Happy brokers and customers? It's in the hands of the carriers

Happy brokers and customers? It's in the hands of the carriers | Insurance Business

Happy brokers and customers? It

A satisfied customer makes a satisfied broker. Ultimately, if insurance carriers want to maintain good working relationships with the intermediary channel, they must come up with products that satisfy the end-consumer. That rings true in all insurance lines.

There’s a lot of talk around brokers feeling the brunt of changing consumer preferences – but carriers are also under significant pressure, according to Tom Super, director of the Property and Casualty Insurance Practice at J.D. Power. One evolving market in which the insurance industry is being forced to adapt quickly is the auto space.

As autonomous vehicle technology becomes more readily available and consumers get used to purchasing vehicles with connected capabilities, insurers and brokers need to offer products to meet new demands.

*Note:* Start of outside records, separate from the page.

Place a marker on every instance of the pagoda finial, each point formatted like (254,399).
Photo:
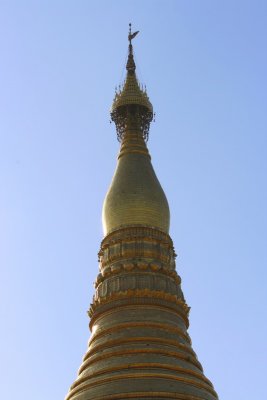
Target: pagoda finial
(131,106)
(130,62)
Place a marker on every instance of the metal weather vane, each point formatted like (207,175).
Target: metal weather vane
(131,35)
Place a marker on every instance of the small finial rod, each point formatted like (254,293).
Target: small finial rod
(131,35)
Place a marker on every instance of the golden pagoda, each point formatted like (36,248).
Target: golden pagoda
(139,346)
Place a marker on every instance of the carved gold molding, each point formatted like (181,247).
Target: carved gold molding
(118,342)
(126,352)
(139,293)
(99,314)
(140,395)
(148,267)
(144,324)
(150,365)
(138,375)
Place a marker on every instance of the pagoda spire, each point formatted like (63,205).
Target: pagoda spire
(131,107)
(139,346)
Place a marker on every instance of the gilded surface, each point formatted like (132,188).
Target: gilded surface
(135,196)
(139,347)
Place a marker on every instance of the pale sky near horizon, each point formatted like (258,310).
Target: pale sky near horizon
(204,64)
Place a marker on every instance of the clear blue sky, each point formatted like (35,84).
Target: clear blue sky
(204,64)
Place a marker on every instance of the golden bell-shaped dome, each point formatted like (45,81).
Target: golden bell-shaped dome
(135,196)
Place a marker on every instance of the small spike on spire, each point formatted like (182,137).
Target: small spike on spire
(130,62)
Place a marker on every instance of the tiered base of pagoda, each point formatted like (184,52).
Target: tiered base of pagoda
(139,347)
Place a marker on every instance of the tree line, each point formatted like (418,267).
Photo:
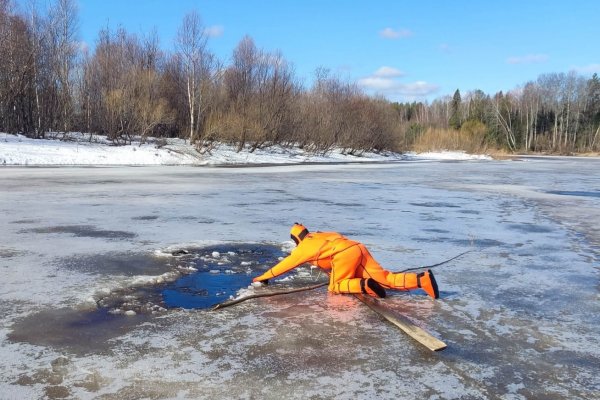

“From an independent agent or insurance broker perspective, when a customer approaches them asking for auto insurance on a vehicle with certain autonomous safety features – like lane departure technology or automatic braking – they will seek carriers who are offering discounts and incentives based around those enhanced features,” Super told Insurance Business.

“The key driver of broker satisfaction is satisfying the end-consumer,” he added. “To do that, they have to offer high levels of servicing and find insurance products that meet customer needs. They also have to find carriers that are committed to their market, especially in the more specialized areas of commercial lines.”

However, the inaugural J.D. Power 2018 US Independent Insurance Agent Satisfaction Study released in January, suggested levels of satisfaction among independent agents and brokers are not as high as they could be – and this is partly due to the carriers.

The study found agents’ overall satisfaction with insurers is just 696 (on a 1,000-point scale) for personal lines and 686 for commercial lines, which are among the lowest scores for business-to-business relationships in J.D. Power satisfaction studies.

“This low satisfaction means independent agents and brokers are having to maintain a high level of carrier relationships (on average, eight carrier relationships for personal lines and 11 relationships for commercial lines) in order to find the products and services that best meet the needs of consumers,” Super commented. “They’re not necessarily finding that any particular carriers are servicing and meeting all of their needs, and so they’re forced to build multiple relationships.”

In the autonomous vehicle space, carriers can up satisfaction levels by offering consumer discounts related to the evolution of autonomous vehicle technology, according to Super. They can partner with autonomous vehicle technology providers in order to offer product features that will satisfy consumers, and therefore brokers, as the industry moves towards full autonomy.